In this recipe, the roasted garlic is key. Although the garlic needs to roast for 30 minutes, it’s totally worth the wait. Once the garlic is done, the chickpeas, miso paste, tahini, lemon juice, sea salt and oil are all added into the food processor to blend until smooth and creamy. I do give the option in the recipe to add a few tablespoons of water if you like your hummus to be on the thinner side. It’s completely a personal preference. I suggest following the recipe and then once it’s blending for a few minutes make the call to add 1 tablespoon of water or not. This hummus with roasted garlic is life-changing. All the flavours in this recipe meld together beautifully and keep you coming back from more.
Here are a few reasons why I love this hummus with roasted garlic, so listen up!
- This lemon garlic hummus is the best when made ahead of time. I like to make a batch on Sundays so that I have it throughout the week. We all know when a hangry mood takes over, we need snacks fast. This dip is great with all veggies, perfect to dip those crackers into or use as a spread on sandwiches.
- The Picky Husband loves most dips.

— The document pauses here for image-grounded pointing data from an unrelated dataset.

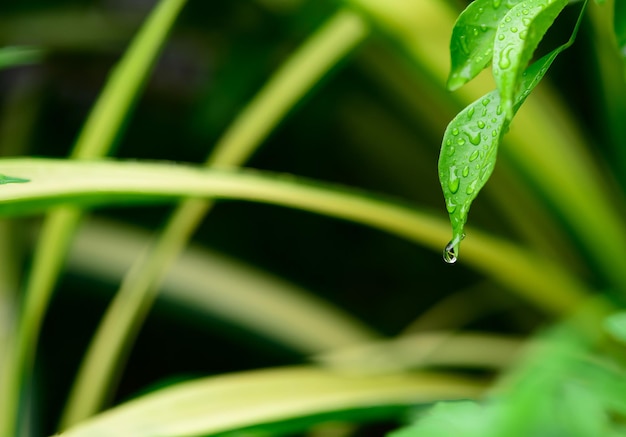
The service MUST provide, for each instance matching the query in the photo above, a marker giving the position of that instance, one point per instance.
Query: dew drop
(453, 185)
(474, 139)
(504, 61)
(449, 254)
(454, 182)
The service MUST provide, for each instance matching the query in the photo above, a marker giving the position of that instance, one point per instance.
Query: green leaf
(11, 180)
(619, 25)
(469, 149)
(517, 37)
(461, 419)
(470, 143)
(89, 183)
(230, 402)
(471, 46)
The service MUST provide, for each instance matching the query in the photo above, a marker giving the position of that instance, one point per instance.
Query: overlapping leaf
(471, 46)
(470, 144)
(517, 37)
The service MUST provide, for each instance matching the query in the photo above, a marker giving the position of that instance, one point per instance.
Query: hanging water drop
(474, 139)
(449, 255)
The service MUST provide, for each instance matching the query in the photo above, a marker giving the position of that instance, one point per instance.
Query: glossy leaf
(470, 145)
(517, 37)
(471, 46)
(467, 158)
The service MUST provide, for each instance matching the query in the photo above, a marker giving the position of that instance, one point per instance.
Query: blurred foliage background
(374, 122)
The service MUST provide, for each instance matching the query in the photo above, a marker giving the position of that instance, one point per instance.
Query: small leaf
(516, 39)
(11, 180)
(465, 161)
(471, 46)
(470, 145)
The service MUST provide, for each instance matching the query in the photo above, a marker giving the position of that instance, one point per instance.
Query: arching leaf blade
(471, 45)
(517, 37)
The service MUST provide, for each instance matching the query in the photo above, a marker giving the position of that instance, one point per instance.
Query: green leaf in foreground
(471, 46)
(11, 180)
(470, 144)
(517, 37)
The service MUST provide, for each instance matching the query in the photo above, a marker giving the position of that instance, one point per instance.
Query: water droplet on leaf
(449, 254)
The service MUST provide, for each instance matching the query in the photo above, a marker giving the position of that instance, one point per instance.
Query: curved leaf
(517, 37)
(227, 403)
(471, 46)
(470, 142)
(469, 149)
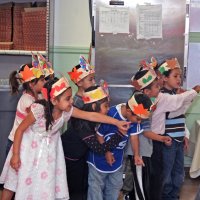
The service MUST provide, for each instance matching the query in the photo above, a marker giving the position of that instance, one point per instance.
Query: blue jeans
(104, 186)
(173, 170)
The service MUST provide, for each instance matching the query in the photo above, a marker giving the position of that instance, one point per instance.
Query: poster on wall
(113, 20)
(149, 21)
(117, 56)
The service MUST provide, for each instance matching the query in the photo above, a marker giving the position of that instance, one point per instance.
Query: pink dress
(42, 175)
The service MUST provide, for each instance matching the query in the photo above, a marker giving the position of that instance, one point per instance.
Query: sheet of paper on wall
(149, 21)
(113, 20)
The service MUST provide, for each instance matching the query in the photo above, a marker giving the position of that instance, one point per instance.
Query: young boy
(141, 174)
(105, 181)
(83, 75)
(151, 89)
(168, 160)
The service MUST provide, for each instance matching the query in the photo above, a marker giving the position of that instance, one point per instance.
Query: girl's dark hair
(88, 107)
(142, 99)
(140, 74)
(48, 106)
(14, 81)
(76, 67)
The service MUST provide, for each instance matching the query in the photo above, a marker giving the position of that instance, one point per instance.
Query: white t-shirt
(24, 103)
(175, 104)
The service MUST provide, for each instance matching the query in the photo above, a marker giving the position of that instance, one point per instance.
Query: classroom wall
(72, 34)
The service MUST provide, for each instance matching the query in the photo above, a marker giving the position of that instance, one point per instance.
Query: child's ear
(146, 91)
(94, 106)
(165, 78)
(80, 83)
(54, 101)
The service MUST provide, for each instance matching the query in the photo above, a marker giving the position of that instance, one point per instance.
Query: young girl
(35, 166)
(32, 80)
(80, 137)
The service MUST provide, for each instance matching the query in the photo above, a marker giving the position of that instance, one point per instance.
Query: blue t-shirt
(107, 130)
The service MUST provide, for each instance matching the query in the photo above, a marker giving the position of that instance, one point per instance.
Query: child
(37, 166)
(105, 181)
(83, 75)
(80, 137)
(141, 173)
(173, 156)
(176, 105)
(32, 80)
(40, 62)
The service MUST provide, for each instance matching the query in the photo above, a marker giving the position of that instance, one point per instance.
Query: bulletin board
(126, 34)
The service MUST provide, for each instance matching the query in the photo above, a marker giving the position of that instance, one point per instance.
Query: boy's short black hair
(139, 74)
(143, 99)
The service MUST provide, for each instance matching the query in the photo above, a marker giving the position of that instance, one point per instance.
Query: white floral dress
(42, 175)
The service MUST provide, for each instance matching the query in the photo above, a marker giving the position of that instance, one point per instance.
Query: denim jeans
(173, 170)
(156, 171)
(104, 186)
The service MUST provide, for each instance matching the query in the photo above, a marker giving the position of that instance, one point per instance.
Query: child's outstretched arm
(161, 138)
(97, 117)
(15, 159)
(134, 139)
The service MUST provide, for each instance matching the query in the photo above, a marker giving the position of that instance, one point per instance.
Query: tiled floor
(188, 191)
(190, 188)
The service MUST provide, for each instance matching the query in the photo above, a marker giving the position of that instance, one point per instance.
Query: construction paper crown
(169, 65)
(85, 69)
(38, 61)
(138, 109)
(95, 95)
(57, 88)
(144, 65)
(145, 80)
(28, 74)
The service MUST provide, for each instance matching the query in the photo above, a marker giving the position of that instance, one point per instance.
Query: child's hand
(186, 143)
(138, 160)
(15, 162)
(180, 90)
(109, 158)
(167, 140)
(123, 125)
(123, 132)
(196, 88)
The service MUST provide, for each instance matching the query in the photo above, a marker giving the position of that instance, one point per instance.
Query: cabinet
(24, 28)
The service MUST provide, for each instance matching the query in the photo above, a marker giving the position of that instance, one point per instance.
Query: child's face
(39, 85)
(173, 81)
(64, 102)
(154, 91)
(132, 117)
(160, 79)
(87, 82)
(104, 107)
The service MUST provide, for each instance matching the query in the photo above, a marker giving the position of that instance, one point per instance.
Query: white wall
(72, 23)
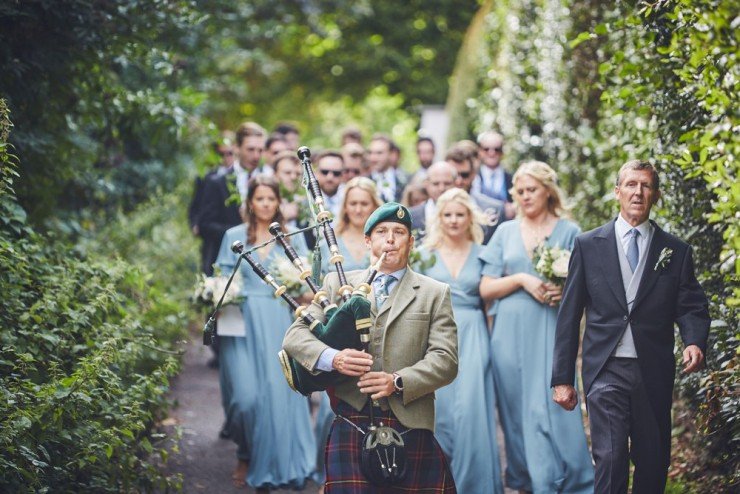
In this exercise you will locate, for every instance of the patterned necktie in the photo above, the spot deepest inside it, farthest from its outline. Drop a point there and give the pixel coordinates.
(633, 251)
(381, 294)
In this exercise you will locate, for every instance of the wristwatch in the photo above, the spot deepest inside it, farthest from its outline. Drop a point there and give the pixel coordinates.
(398, 383)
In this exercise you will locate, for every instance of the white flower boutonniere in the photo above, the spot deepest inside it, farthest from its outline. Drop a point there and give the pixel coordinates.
(663, 259)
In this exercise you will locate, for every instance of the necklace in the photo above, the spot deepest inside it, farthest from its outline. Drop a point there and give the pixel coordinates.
(535, 234)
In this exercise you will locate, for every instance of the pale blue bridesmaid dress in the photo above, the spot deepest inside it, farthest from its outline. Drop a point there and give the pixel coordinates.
(546, 450)
(270, 422)
(465, 420)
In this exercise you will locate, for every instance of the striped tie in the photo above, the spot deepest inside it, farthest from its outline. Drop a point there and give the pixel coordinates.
(633, 251)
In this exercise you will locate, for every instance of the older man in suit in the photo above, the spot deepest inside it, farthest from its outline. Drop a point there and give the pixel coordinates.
(413, 352)
(634, 281)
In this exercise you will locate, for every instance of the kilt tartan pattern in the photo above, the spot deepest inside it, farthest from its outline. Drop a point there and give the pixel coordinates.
(427, 467)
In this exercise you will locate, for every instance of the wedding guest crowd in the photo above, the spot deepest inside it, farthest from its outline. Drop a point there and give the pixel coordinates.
(483, 231)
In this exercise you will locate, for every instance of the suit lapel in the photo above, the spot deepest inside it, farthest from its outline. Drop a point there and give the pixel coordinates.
(405, 294)
(607, 243)
(650, 275)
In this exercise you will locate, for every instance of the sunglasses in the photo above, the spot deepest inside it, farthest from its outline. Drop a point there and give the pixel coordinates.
(336, 173)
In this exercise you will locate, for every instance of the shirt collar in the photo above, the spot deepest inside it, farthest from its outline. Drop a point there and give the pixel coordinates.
(622, 227)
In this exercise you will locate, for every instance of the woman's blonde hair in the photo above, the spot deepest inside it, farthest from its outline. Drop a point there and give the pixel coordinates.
(434, 230)
(362, 183)
(545, 175)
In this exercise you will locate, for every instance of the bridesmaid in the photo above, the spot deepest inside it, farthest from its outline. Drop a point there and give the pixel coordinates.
(546, 449)
(465, 409)
(269, 422)
(359, 201)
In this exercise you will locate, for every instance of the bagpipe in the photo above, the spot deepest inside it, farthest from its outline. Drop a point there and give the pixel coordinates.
(346, 326)
(383, 457)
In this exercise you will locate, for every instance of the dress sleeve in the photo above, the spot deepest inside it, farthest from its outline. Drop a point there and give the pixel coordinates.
(493, 255)
(570, 237)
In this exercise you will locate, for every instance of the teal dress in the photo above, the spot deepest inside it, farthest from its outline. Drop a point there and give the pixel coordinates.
(465, 423)
(270, 423)
(546, 450)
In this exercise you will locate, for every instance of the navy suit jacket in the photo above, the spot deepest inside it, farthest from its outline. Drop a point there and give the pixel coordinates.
(216, 216)
(666, 295)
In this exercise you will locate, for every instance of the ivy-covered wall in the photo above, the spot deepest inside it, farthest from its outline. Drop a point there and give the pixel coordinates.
(585, 86)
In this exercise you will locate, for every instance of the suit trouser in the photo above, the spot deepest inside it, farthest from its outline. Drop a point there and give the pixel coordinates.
(619, 410)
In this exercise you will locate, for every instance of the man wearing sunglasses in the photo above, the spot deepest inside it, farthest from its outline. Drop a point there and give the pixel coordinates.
(493, 209)
(492, 179)
(329, 170)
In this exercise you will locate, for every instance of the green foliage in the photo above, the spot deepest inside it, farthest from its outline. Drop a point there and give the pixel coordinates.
(586, 86)
(92, 89)
(378, 112)
(85, 353)
(535, 91)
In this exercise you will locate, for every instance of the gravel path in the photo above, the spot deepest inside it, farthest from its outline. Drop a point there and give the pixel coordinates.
(205, 461)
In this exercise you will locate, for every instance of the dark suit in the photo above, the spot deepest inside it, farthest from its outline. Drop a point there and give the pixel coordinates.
(196, 203)
(632, 395)
(216, 216)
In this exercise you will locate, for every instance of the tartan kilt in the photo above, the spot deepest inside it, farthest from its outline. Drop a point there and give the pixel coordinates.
(427, 467)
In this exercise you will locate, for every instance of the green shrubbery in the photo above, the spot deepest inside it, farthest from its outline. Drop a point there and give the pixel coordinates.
(86, 347)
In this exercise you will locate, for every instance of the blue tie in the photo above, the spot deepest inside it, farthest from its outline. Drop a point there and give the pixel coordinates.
(384, 283)
(633, 251)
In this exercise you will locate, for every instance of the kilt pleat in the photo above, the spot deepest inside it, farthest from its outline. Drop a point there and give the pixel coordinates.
(427, 467)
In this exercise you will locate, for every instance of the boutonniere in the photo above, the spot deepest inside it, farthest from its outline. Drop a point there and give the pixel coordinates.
(663, 259)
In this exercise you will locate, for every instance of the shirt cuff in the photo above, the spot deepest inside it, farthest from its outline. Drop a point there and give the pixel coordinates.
(326, 360)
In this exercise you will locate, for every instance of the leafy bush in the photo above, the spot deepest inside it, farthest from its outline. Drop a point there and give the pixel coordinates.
(85, 348)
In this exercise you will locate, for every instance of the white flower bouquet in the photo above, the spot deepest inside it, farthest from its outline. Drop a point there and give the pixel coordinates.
(208, 291)
(551, 263)
(287, 274)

He’s a texture guy, so if everything is blended up, he doesn’t have to worry about anything weird. He’s also a huge fan of roasted garlic, so needless to say hummus with roasted garlic is a total win.

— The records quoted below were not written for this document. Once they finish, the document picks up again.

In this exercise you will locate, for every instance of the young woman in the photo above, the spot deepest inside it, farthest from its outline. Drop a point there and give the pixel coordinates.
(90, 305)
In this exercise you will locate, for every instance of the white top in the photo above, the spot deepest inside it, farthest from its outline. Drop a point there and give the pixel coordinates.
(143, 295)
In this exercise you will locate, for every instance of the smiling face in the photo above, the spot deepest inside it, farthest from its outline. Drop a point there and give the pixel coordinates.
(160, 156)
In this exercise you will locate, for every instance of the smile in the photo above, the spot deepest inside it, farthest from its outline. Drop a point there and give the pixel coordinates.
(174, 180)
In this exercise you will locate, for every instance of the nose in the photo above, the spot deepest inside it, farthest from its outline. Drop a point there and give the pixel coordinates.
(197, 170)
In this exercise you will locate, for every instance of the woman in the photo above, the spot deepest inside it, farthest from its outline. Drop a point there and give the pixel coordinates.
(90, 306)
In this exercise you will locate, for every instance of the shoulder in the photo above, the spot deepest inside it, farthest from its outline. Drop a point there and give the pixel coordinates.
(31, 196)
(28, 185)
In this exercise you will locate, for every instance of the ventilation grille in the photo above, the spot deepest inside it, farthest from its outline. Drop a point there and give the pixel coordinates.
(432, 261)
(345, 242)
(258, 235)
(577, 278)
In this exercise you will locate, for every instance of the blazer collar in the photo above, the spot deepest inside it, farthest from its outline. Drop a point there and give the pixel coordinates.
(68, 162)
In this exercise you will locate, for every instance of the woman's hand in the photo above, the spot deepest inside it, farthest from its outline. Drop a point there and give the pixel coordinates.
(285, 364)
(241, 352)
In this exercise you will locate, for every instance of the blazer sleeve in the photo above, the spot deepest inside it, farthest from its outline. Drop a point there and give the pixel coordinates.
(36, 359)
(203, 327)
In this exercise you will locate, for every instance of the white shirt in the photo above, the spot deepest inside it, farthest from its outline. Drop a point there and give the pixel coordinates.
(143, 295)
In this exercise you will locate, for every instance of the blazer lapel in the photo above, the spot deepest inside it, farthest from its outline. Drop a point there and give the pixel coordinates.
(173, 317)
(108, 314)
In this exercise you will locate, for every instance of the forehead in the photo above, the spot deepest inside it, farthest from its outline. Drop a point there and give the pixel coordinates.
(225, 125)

- I love how versatile chickpeas are. They are protein-rich, high in fibre and help to improve digestion. I like them crispy in my salads, simmered in my chili, spread on my sandwiches, or blended in my hummus. They are amazing to have in your diet, even if you aren’t a vegetarian. Chickpeas know the way to my belly, and I use them a ton!

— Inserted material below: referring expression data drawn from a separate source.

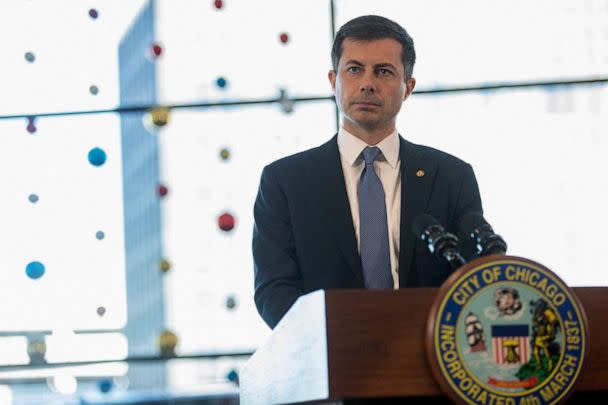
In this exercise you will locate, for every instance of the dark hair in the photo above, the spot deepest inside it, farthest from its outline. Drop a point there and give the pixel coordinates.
(372, 27)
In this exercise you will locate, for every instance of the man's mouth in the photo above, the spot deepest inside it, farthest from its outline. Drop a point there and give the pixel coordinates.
(367, 104)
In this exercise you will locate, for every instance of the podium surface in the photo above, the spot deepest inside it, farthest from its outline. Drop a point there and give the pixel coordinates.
(360, 344)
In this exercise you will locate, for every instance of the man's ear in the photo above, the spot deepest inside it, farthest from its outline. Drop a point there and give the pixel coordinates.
(409, 87)
(331, 75)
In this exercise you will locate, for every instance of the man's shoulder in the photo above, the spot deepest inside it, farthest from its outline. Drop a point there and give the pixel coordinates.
(303, 159)
(434, 155)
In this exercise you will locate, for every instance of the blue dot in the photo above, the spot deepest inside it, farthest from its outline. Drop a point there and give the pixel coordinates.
(105, 386)
(233, 376)
(97, 156)
(221, 82)
(35, 270)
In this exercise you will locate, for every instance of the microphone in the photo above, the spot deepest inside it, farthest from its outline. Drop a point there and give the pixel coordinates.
(481, 232)
(440, 243)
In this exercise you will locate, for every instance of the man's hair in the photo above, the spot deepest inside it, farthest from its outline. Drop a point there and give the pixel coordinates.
(372, 27)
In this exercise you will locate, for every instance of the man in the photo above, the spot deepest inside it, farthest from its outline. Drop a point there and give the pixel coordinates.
(340, 215)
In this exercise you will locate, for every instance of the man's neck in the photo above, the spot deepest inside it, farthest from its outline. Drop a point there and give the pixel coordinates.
(370, 137)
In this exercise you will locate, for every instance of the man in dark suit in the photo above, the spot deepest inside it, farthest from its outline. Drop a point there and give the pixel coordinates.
(340, 215)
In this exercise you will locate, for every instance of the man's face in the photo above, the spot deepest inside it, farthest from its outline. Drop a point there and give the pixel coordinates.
(369, 84)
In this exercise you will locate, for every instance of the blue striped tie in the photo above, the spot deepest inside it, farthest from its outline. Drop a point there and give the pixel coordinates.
(375, 255)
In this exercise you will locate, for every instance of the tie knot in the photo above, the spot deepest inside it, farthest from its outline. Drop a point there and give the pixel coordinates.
(370, 154)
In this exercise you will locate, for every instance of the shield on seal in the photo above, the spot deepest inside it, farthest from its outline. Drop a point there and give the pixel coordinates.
(511, 344)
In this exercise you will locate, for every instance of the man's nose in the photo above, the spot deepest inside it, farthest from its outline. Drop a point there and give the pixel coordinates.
(367, 84)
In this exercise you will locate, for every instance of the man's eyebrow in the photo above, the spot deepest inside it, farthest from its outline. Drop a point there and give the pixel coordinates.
(354, 62)
(378, 65)
(385, 65)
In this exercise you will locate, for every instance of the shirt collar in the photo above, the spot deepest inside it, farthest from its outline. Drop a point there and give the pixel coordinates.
(350, 147)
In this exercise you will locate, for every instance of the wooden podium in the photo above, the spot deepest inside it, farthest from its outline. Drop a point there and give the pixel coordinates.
(358, 345)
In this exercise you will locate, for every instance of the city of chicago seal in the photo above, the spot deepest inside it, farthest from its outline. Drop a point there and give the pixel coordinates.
(506, 330)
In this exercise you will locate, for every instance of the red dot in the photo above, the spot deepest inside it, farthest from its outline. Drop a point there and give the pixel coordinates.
(226, 222)
(163, 190)
(156, 50)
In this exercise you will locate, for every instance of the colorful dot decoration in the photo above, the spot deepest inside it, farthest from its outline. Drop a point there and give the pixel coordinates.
(159, 116)
(156, 50)
(226, 222)
(168, 342)
(233, 376)
(162, 190)
(31, 125)
(221, 82)
(225, 154)
(231, 303)
(30, 57)
(35, 270)
(97, 157)
(105, 386)
(165, 266)
(36, 348)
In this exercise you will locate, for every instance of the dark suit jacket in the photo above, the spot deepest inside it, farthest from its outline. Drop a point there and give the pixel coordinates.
(304, 238)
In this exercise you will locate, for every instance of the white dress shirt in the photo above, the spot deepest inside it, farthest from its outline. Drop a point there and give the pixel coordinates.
(387, 167)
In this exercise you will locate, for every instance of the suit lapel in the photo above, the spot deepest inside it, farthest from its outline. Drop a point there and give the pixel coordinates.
(417, 175)
(338, 206)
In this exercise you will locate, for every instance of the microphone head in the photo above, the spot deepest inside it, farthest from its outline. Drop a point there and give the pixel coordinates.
(422, 222)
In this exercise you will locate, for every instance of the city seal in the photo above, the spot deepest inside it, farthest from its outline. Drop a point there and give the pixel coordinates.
(506, 330)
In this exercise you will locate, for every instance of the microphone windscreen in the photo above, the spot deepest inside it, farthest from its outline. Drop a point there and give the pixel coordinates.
(422, 222)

Maybe hummus is already a staple for you like it is for me. But I always get excited to try new recipes cause we all need to change things up every once in a while. If you are a fan of hummus, a fan of roasted garlic and a fan of clean ingredients, then this dairy free dip is a recipe you’ll want to try. If you’re new to plant-based living, hummus is the perfect starting point. It isn’t scary, and you most likely have tried it before. I hope this hummus with roasted garlic will be loved by all because it truly is too good to miss out on.
hummus with roasted garlic
- 2 heads garlic (to be roasted)
- 1-2 tsp avocado oil (to be drizzled on top)
- 1 1/2 cups chickpeas
- 1 tbsp brown rice miso paste
- 1/2 cup tahini
- juice of 1/2 lemon
- pinch sea salt
- 2 tbsp olive oil
- 2-3 tbsp filtered water (to thin)
- Preheat the oven to 400ºF. Begin by cutting off the tops of your garlic heads so that the top of the cloves are exposed. Leave on the paper that surrounds the garlic. Drizzle 1-2 tsp of oil on top of the exposed garlic and then wrap the garlic in aluminum foil. Place on a baking sheet (exposed tops facing up) and bake for 30-40 minutes, until garlic is soft.
- Once the roasted garlic is done, set it aside to cool while you assemble the rest of the hummus ingredients.
- Drain and rinse the chickpeas (if using from a can). Add the chickpeas, tahini, miso paste, lemon juice, salt and oil to a food processor. Blend until smooth. This may take a few minutes. Add 1-3 Tbsp of water at a time until your desired thickness forms. Add the roasted garlic to the hummus, by moving your fingers from the base of the garlic clove up to the top. The clove should just pop out. Add each clove to the hummus (skins of the garlic removed).
- Blend the hummus until smooth. Top with a dash of oil and pepper. Enjoy right away or store in a sealed container for a week.